I recently attended a very interesting talk, - Exploring the Impact of Artificial Intelligence: Prediction versus Judgment, - by University of Toronto professor Avi Goldfarb. The talk was based on recent research conducted with his UoT colleagues Ajay Agrawal and Joshua Gans. In addition to an in-depth paper aimed at a research audience, they’ve explained their work in two more general interest articles, one in the Harvard Business Review and the second in the MIT Sloan Management Review.
In their opinion, “the best way to assess the impact of radical technological change is to ask a fundamental question: How does the technology reduce costs? Only then can we really figure out how things might change.” For example, the semiconductor revolution can be viewed as being all about the dramatic reductions in the cost of arithmetic calculations. Before the advent of computers, arithmetic was done by humans with the aid of various kinds of devices, from the abacus to mechanical and electronic calculators.

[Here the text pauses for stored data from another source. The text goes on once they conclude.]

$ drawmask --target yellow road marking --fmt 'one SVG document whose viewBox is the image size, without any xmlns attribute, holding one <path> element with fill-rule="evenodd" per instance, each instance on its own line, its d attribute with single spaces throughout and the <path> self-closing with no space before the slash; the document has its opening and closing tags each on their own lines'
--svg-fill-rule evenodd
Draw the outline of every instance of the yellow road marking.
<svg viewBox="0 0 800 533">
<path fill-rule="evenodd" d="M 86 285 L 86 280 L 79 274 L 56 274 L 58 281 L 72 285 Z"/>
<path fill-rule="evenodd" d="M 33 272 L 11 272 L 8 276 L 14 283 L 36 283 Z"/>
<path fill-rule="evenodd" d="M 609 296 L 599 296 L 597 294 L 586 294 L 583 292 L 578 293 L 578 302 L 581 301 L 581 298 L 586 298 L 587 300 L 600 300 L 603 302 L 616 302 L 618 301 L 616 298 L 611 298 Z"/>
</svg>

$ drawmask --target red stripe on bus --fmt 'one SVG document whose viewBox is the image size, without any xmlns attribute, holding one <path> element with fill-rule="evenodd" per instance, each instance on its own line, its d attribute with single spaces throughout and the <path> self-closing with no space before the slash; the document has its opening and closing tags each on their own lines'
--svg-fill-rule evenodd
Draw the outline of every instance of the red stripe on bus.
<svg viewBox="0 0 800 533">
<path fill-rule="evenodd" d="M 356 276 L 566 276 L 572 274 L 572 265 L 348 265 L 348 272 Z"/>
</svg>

Then came digital computers, which are essentially powerful calculators whose cost of arithmetic operations has precipitously decreased over the past several decades thanks to Moore’s Law. Over the years, we’ve learned to define all kinds of tasks in terms of such digital operations, e.g., inventory management, financial transactions, word processing, photography. Similarly, the economic value of the Internet revolution can be described as reducing the cost of communications and of search, thus enabling us to easily find and access all kinds of information, - including documents, pictures, music and videos.

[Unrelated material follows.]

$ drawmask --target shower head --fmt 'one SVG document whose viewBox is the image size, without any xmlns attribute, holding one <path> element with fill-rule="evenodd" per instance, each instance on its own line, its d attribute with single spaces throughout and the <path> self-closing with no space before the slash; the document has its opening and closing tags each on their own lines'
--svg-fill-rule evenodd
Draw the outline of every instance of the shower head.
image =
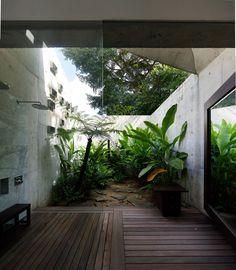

How does this framing now apply to our emerging AI revolution? After decades of promise and hype, AI seems to have finally arrived, - driven by the explosive growth of big data, inexpensive computing power and storage, and advanced algorithms like machine learning that enable us to analyze and extract insights from all that data. Agrawal, Fans and Goldfarb provide an elegant answer to this question in their HBR article. “Machine intelligence is, in its essence, a prediction technology, so the economic shift will center around a drop in the cost of prediction.”